Mr. Dugan noted that while bank holding companies are subject to consolidated regulation and a prohibition on commercial affiliations, ILC holding companies are not.

"Why should that be?" he asked. "Why should a commercial company be allowed to own a large or small ILC, but not a large or small national bank? And why should the holding company be regulated in one case but not the other? In short, given the recent growth in ILCs, it is entirely appropriate for Congress to re-examine the anomalous regulatory treatment of ILC holding companies."

The Comptroller noted that the legislative history, beginning in 1987, makes clear that Congress intended to allow commercial companies to own ILCs.

"For 20 years the FDIC has recognized this fact by repeatedly granting deposit insurance to ILCs affiliated with commercial companies and by establishing a supervisory regime to address unique issues raised by such affiliations," he added.

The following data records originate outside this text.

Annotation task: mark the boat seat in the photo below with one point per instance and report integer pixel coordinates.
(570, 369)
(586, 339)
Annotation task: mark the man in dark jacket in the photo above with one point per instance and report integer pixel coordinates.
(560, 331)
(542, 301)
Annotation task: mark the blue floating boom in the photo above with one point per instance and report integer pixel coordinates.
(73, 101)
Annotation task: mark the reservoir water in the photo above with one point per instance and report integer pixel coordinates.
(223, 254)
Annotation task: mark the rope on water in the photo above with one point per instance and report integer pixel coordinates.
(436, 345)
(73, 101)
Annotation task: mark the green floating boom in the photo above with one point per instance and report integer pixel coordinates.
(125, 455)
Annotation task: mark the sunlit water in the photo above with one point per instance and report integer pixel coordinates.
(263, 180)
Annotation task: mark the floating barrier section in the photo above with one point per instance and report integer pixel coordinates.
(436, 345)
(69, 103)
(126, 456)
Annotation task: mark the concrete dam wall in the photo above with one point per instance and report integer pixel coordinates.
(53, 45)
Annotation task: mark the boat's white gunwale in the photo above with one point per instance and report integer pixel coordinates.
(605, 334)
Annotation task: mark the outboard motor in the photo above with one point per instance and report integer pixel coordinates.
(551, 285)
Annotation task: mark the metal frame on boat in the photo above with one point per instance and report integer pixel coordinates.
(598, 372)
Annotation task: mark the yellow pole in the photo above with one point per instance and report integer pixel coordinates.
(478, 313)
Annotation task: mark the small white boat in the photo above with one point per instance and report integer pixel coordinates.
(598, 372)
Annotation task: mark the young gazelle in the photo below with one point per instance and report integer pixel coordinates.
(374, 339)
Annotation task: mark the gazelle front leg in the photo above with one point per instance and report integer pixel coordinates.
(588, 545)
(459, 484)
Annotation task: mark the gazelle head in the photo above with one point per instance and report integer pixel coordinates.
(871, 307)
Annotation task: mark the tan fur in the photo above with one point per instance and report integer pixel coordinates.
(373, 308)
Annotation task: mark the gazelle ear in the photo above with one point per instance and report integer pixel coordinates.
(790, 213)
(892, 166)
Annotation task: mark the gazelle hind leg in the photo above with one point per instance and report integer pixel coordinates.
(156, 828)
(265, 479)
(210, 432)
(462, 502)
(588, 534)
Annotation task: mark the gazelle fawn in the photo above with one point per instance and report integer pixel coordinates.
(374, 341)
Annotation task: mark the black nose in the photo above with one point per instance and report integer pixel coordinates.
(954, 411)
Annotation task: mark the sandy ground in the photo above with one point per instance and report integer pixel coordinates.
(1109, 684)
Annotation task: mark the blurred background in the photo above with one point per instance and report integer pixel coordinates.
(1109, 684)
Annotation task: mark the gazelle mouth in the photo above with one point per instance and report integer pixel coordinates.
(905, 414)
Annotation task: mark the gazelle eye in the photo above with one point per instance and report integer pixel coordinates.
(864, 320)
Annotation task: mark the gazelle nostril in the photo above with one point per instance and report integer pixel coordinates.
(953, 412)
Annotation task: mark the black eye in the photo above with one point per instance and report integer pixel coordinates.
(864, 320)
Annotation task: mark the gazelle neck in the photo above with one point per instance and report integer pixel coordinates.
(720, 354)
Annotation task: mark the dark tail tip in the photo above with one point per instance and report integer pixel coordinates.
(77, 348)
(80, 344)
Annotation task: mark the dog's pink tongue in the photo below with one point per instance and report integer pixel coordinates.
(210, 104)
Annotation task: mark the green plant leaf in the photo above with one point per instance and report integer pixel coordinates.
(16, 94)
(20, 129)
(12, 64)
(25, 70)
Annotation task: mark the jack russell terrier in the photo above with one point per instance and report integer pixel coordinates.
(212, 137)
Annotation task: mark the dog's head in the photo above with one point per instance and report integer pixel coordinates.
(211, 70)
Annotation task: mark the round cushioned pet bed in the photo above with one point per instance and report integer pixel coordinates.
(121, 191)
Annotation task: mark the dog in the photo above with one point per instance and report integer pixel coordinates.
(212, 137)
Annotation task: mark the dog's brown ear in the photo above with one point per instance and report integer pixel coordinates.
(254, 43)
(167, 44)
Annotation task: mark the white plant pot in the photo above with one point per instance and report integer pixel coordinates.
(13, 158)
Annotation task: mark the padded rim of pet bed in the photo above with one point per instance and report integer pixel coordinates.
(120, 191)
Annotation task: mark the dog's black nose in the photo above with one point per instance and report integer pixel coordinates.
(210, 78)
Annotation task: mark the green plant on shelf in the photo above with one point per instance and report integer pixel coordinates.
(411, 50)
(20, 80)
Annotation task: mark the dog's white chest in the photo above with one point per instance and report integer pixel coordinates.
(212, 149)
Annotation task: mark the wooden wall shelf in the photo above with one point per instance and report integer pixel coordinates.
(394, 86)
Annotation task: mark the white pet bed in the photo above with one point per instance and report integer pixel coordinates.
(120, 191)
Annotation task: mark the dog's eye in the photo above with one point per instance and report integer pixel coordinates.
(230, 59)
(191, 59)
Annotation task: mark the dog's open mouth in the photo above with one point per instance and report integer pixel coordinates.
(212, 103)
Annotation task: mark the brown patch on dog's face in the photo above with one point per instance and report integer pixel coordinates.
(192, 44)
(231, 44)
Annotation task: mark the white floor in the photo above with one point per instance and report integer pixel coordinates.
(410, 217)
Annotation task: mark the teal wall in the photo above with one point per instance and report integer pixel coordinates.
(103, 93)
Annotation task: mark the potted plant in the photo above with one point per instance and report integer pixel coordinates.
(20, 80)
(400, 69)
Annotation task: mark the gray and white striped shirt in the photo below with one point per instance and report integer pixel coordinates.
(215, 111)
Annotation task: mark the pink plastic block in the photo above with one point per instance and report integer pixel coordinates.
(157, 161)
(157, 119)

The Comptroller noted that, of the seven statutory factors the FDIC board can consider in making deposit insurance determinations, the only one relevant to the commercial affiliation issue is the need to assess potential risks to the deposit insurance fund.

The FDIC has a strong track record in supervising ILCs with commercial parents, he said, and "no commercially owned ILC has caused a single dollar of loss to the deposit insurance fund."

The Comptroller also voted to seek comment on a proposed rule establishing conditions that should generally be applied in approving deposit insurance applications by ILCs affiliated with certain types of financial companies, but said he has significant questions about the proposal that he hopes will be addressed in the comment period.

The Comptroller noted that the rapid growth in assets of ILCs has come not from those with commercial parents, but from those owned by financial companies not subject to consolidated supervision at the holding company level, and he questioned whether the rule should only be applied to new ILCs.

The five largest ILCs, he said, hold approximately 70 percent of the $180 billion in total assets held by all ILCs, and the largest one holds total assets exceeding $60 billion dollars.

"These are big numbers," he said. "If we believe that future ILCs should be subject to the conditions in the proposed rule to guard against potential risks, shouldn't we consider whether existing ILCs that fall in the same category – especially the largest ones – should be subject to similar conditions?"